Free Press said network investment was up since the FCC's 2015 net neutrality order reclassified broadband as a Communications Act Title II service, contrary to some claims. "The majority of publicly traded broadband providers’ own financial disclosures report investment increases, and the Commission’s Form 477 deployment data shows a remarkable level of new, higher capacity deployments by broadband providers across the board," the group said in a filing posted Monday in docket 17-108 on a meeting with Commissioner Jessica Rosenworcel and aides. "Commenters incorrectly claiming some harm to investment from Title II focus on a supposed change in aggregate total capital investment.

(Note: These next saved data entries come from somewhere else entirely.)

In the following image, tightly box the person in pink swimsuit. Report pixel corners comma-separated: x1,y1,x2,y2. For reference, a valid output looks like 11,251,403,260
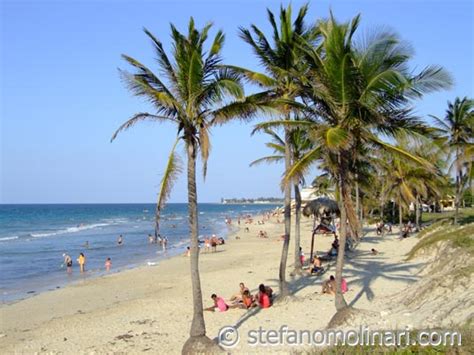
204,294,229,312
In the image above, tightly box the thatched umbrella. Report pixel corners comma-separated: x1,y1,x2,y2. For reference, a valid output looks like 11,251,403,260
303,198,340,261
303,198,340,218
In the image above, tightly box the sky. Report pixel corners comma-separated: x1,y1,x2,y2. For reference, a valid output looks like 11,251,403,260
1,0,473,204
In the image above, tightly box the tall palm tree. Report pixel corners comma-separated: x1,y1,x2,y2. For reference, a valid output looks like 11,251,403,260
231,3,318,297
111,19,271,352
250,127,312,274
281,14,451,310
431,97,474,224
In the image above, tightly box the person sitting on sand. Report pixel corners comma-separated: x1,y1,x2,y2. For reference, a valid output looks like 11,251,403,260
63,253,72,273
77,253,86,273
322,275,348,295
105,257,112,271
117,235,124,246
184,247,191,257
376,222,385,235
230,282,249,302
371,248,379,255
204,294,229,312
310,256,323,274
257,284,272,308
322,275,336,295
240,290,257,309
327,235,339,257
245,227,250,233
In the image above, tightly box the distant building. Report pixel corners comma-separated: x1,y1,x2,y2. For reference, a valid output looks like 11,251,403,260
300,187,335,202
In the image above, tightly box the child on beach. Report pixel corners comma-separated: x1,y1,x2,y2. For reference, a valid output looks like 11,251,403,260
105,257,112,271
299,247,305,266
77,253,86,273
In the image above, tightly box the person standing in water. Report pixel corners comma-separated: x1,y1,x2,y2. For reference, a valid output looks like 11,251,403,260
63,253,72,273
117,235,124,246
77,253,86,273
105,257,112,271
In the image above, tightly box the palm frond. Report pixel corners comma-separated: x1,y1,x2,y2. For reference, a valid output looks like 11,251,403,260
249,155,284,167
155,138,183,235
111,113,176,142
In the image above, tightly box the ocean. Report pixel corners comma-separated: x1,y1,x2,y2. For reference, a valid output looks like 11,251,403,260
0,203,279,303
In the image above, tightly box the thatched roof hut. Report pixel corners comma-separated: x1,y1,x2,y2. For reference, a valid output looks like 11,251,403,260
303,198,340,218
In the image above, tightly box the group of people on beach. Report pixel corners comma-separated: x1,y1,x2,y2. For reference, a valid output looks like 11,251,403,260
205,282,273,312
147,233,168,250
183,234,225,256
61,232,169,274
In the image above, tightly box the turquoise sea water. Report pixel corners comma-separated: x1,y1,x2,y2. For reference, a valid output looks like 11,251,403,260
0,203,278,302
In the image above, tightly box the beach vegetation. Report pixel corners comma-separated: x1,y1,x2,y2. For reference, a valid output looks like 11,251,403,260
111,18,274,353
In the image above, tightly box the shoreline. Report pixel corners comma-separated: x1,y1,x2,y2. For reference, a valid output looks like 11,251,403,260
1,220,244,306
0,212,426,353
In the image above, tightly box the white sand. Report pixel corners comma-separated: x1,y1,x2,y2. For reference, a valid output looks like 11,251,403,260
0,214,427,353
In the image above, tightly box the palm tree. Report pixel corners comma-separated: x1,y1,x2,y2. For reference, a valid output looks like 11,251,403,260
250,127,312,274
431,97,474,224
111,19,271,352
232,3,318,297
281,13,451,310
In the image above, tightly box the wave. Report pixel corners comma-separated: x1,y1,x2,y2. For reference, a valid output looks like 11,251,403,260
0,236,19,242
30,223,111,238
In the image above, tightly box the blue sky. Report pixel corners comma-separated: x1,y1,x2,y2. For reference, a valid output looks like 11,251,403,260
1,0,473,203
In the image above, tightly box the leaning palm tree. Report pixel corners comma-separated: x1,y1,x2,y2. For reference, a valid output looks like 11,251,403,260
280,13,452,311
232,3,318,297
250,127,312,274
431,97,474,224
111,19,271,353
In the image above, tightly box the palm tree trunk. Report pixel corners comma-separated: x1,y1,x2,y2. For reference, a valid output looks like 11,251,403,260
186,142,206,338
335,168,349,311
399,200,403,237
344,190,359,240
415,196,420,230
293,183,302,273
279,127,292,297
380,194,384,221
355,179,360,220
392,201,395,224
454,147,461,225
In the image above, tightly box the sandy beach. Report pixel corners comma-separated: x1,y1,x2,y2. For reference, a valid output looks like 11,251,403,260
0,212,434,354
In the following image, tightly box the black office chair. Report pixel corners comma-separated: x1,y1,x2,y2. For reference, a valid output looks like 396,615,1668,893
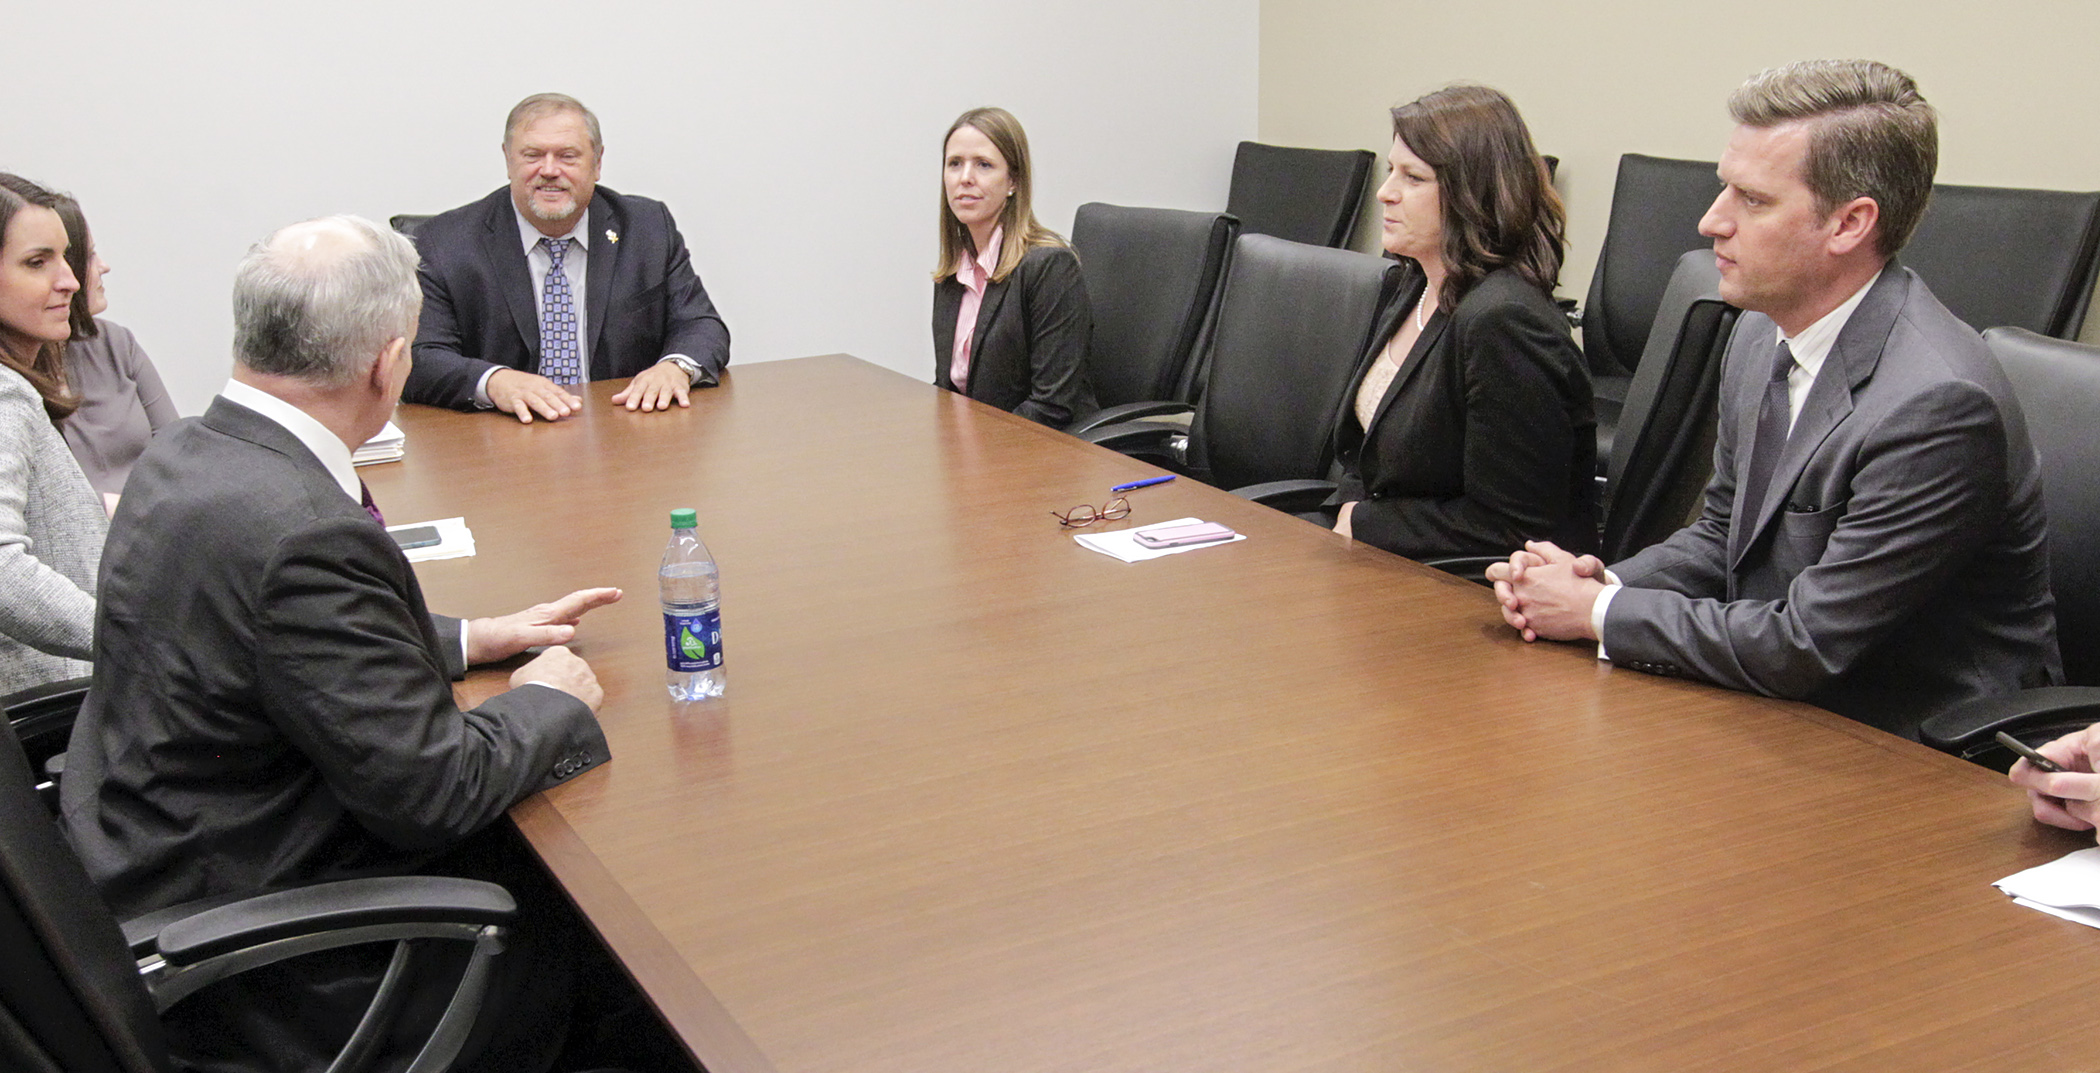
1225,141,1376,249
1902,182,2100,340
1598,250,1741,563
390,214,436,239
1064,205,1237,433
1920,328,2100,769
1085,235,1400,492
1580,154,1724,470
0,714,520,1073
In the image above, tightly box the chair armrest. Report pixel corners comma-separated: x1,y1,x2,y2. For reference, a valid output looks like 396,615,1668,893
1067,401,1194,435
1231,479,1337,514
5,675,91,760
1918,687,2100,760
1077,421,1189,472
147,875,516,966
1418,556,1503,585
1077,420,1183,450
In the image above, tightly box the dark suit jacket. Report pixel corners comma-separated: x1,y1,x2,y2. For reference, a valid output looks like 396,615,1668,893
1605,266,2061,730
406,185,730,409
932,244,1096,427
63,395,609,909
1334,267,1597,559
60,397,610,1069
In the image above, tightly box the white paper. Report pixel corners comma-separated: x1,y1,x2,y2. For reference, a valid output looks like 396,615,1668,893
1994,846,2100,928
1073,517,1247,563
388,517,475,562
354,421,406,466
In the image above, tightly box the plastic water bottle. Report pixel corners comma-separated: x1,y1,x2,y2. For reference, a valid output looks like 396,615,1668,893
660,508,724,700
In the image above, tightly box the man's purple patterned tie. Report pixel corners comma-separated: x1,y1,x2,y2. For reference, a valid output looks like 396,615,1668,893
538,237,582,384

Their manipulated totals stem from vague and unspecified tabulations for the broadband industry as a whole, and they distort the amount invested by certain providers while ignoring freely available public statements explaining individual firms’ decisions."

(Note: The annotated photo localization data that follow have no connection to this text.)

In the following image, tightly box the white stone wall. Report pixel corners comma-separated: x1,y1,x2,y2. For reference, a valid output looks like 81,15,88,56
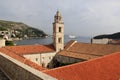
92,38,110,44
23,53,41,65
0,39,5,47
53,23,64,52
23,52,56,67
41,52,56,67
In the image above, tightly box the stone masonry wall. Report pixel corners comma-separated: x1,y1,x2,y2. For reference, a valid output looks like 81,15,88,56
91,39,110,44
0,53,57,80
48,54,86,68
0,55,43,80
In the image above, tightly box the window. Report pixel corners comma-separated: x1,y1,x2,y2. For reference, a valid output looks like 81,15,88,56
58,38,62,43
49,57,52,60
42,63,45,68
59,27,62,32
35,58,38,61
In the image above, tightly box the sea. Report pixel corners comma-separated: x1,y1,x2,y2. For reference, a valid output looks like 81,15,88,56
14,36,91,45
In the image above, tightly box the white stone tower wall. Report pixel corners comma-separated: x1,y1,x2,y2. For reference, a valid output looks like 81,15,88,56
0,39,5,47
53,11,64,52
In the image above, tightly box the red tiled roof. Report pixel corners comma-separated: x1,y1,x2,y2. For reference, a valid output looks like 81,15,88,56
64,40,77,50
59,51,99,60
68,42,120,56
3,44,55,55
0,48,46,71
58,41,120,60
43,52,120,80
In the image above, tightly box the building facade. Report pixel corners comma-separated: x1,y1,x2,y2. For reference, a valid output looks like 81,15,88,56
23,52,56,67
91,38,112,44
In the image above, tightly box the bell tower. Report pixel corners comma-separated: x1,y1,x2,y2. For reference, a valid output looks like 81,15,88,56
53,11,64,52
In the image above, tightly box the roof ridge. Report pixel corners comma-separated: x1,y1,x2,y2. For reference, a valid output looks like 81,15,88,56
3,44,55,55
77,42,120,46
67,51,103,56
66,40,77,50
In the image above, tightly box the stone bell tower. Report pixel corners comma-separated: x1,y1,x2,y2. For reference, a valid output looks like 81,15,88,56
53,11,64,52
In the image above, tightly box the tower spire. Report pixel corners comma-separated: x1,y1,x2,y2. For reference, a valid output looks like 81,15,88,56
54,10,63,23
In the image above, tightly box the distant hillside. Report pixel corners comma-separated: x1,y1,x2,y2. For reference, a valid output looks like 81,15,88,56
93,32,120,39
0,20,47,38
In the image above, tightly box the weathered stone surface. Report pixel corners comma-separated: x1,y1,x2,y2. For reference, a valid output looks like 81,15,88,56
0,69,9,80
0,53,57,80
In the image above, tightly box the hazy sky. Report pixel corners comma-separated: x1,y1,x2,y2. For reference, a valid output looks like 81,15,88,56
0,0,120,37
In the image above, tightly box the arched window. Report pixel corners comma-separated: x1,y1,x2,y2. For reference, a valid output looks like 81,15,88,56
42,63,45,68
35,58,38,61
59,27,62,32
58,38,62,43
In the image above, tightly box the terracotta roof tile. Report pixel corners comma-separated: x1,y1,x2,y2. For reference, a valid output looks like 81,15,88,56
59,51,100,60
43,52,120,80
58,41,120,60
67,42,120,56
3,44,55,55
68,43,120,55
0,48,46,71
64,40,77,50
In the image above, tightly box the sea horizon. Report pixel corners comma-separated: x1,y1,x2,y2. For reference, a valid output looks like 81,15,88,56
14,35,91,45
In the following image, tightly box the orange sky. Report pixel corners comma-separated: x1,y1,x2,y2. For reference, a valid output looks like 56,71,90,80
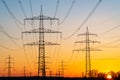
0,0,120,77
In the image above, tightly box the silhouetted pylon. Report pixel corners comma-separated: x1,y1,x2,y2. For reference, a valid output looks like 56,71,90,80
73,27,101,77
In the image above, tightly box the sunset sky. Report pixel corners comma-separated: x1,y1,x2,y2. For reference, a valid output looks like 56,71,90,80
0,0,120,77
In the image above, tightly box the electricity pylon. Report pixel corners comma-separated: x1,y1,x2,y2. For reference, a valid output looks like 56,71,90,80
60,60,66,77
56,69,61,77
73,27,101,77
4,54,14,77
23,66,26,77
22,6,62,77
49,69,52,77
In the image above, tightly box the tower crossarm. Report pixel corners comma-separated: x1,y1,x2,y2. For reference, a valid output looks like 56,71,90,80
78,33,97,36
73,49,85,53
73,48,101,53
24,41,60,46
75,40,100,44
22,28,62,38
4,67,14,69
24,15,59,21
22,28,61,33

Verizon said "one-touch, make ready" (OTMR) could speed fiber and small-cell buildouts. "Rapid fiber and small cell deployment can face obstacles, with often significant delays in getting access to poles for new fiber and small cell attachments," said a filing Monday in FCC docket 17-79 on meetings with Commissioner Brendan Carr and aides, and with aides to Chairman Ajit Pai. Verizon said in some areas, electric utilities can take nine months to complete the pole-attachment process, with fiber attachments sometimes taking a year or longer. "The sequential nature of make-ready work means that one party’s delay in completing its make-ready work often delays other parties’ ability to begin their make-ready work," the telco said: "Make-ready is often not completed until well beyond" rule deadlines. Verizon repeated "strong support" for OTMR, "a proposal that would allow attachers, as well as pole owners, the option to use pole-owner-approved contractors to coordinate and do all work to add a new attachment."